[TABLE TALK] Korea and Jordan break fast together at sunset
We are asking these questions to ambassadors in Seoul for our latest public diplomacy series, “Table Talk.” The book, its author and what they say about the country is discussed over a table full of national dishes. What better way to start an exploration of a new land than through food, good writing and a personal guide dedicated to building bridges between countries — right here in Korea? - Ed.
The day begins at 3 a.m. during Ramadan for Eman Aldomur, wife of the ambassador of Jordan to Korea.
“I would go into the kitchen to start preparing something light for the family to eat before we pray,” Aldomur said. “Once we start to pray from sunrise, we fast until sunset, focusing on praying, reading the Quran and spending time with God, while we go about our daily activities. Ramadan is one of the five pillars of Islam and it is mainly a month of worshipping God, focusing on God more than other activities.”
Muslim communities around the world fast from sunrise to sunset and pray to God at least five times a day in this season, which lasted from May 5 to June 3 this year. They pray wherever they can, in their homes, offices and mosques if they are available in vicinity.

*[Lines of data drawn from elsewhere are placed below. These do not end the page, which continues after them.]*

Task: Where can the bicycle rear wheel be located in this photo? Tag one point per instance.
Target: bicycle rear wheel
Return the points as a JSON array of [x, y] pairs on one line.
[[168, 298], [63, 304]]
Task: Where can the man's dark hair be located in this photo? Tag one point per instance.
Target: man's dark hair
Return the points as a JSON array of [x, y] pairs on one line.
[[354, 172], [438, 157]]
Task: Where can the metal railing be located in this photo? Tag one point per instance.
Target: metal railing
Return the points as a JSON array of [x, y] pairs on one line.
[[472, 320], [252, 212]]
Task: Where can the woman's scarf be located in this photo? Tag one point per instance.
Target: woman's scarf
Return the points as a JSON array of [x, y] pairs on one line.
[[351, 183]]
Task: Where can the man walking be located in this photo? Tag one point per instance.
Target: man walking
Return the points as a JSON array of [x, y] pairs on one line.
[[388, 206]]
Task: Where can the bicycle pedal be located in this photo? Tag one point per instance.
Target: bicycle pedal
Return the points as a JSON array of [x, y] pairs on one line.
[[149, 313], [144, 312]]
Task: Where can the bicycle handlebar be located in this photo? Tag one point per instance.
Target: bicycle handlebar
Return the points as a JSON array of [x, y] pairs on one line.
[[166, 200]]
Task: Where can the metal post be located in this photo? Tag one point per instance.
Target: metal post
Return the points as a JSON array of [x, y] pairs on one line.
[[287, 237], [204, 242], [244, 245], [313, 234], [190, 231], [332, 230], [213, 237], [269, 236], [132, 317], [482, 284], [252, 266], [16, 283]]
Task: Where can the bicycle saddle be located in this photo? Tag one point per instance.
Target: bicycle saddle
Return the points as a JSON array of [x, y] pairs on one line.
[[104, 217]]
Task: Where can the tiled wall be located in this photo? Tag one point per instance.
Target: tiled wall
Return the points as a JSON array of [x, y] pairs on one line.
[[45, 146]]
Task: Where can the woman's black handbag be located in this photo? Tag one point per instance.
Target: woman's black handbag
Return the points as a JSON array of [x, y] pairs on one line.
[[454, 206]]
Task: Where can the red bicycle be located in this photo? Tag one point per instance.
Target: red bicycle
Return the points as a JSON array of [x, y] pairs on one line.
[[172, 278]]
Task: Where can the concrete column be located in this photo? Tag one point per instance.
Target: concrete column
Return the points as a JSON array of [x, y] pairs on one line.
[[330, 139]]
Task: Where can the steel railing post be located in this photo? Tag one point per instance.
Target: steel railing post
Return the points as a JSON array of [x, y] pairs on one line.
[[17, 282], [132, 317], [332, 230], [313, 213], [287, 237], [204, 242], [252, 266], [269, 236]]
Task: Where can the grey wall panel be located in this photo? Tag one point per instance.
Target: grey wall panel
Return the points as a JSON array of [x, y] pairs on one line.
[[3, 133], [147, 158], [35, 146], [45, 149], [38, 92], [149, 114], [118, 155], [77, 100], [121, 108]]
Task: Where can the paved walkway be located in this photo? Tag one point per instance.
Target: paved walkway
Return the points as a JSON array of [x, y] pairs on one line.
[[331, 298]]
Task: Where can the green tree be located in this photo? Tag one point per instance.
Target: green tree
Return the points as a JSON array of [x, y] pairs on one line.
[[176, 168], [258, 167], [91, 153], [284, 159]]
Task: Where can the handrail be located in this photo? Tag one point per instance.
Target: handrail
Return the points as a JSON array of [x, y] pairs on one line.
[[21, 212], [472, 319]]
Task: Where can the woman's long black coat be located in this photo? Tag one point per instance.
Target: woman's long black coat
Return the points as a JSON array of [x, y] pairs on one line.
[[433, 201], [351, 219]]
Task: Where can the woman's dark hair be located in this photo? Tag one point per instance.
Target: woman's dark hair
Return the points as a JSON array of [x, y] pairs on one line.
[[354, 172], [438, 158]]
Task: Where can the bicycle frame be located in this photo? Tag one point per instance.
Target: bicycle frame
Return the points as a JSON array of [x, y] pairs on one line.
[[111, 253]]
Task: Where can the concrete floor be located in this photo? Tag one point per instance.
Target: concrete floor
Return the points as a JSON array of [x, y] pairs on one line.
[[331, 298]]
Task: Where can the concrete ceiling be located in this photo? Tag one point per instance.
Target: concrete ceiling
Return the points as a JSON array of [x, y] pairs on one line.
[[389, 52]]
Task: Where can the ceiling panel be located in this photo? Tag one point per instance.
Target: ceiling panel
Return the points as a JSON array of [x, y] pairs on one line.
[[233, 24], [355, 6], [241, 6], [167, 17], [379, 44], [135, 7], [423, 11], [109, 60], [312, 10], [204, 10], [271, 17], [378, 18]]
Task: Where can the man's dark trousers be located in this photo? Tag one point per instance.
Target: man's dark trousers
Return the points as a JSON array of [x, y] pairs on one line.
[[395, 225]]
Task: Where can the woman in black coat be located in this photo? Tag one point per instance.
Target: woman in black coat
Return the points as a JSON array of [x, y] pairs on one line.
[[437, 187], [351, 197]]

“You would be surprised to hear this, but there are more than 60 mosques in Korea,” said Adel Adaileh, ambassador of Jordan to Korea. “We also have more than 50 prayer halls in universities and hospitals prepared for the Muslim communities in Korea.”
But as much as fasting and praying unites Muslims around the world, so does the act of breaking their fast.
“We celebrate Iftar with families and friends, and they don’t have to be Muslim to celebrate together,” said Adaileh. “Some Christian friends would invite us to their home to break the fast together, and they would try to make the time suitable to our prayer times.”
The Iftar on May 28 at the ambassador’s residence in central Seoul was joined by staff members of the Jordanian Embassy in Seoul and members of Jordanian community in Korea.
“This is my family in Korea,” said Aldomur as she opened the door to welcome Nash’at Al-Hadid, Nadine Bisharat, Amer Issa and Mohammad Almiqdadi, staff members of the embassy, and Mahmoud Al Qawasmeh, a consultant at Korea Health Industry Development Institute and head of the Jordanian community in Korea.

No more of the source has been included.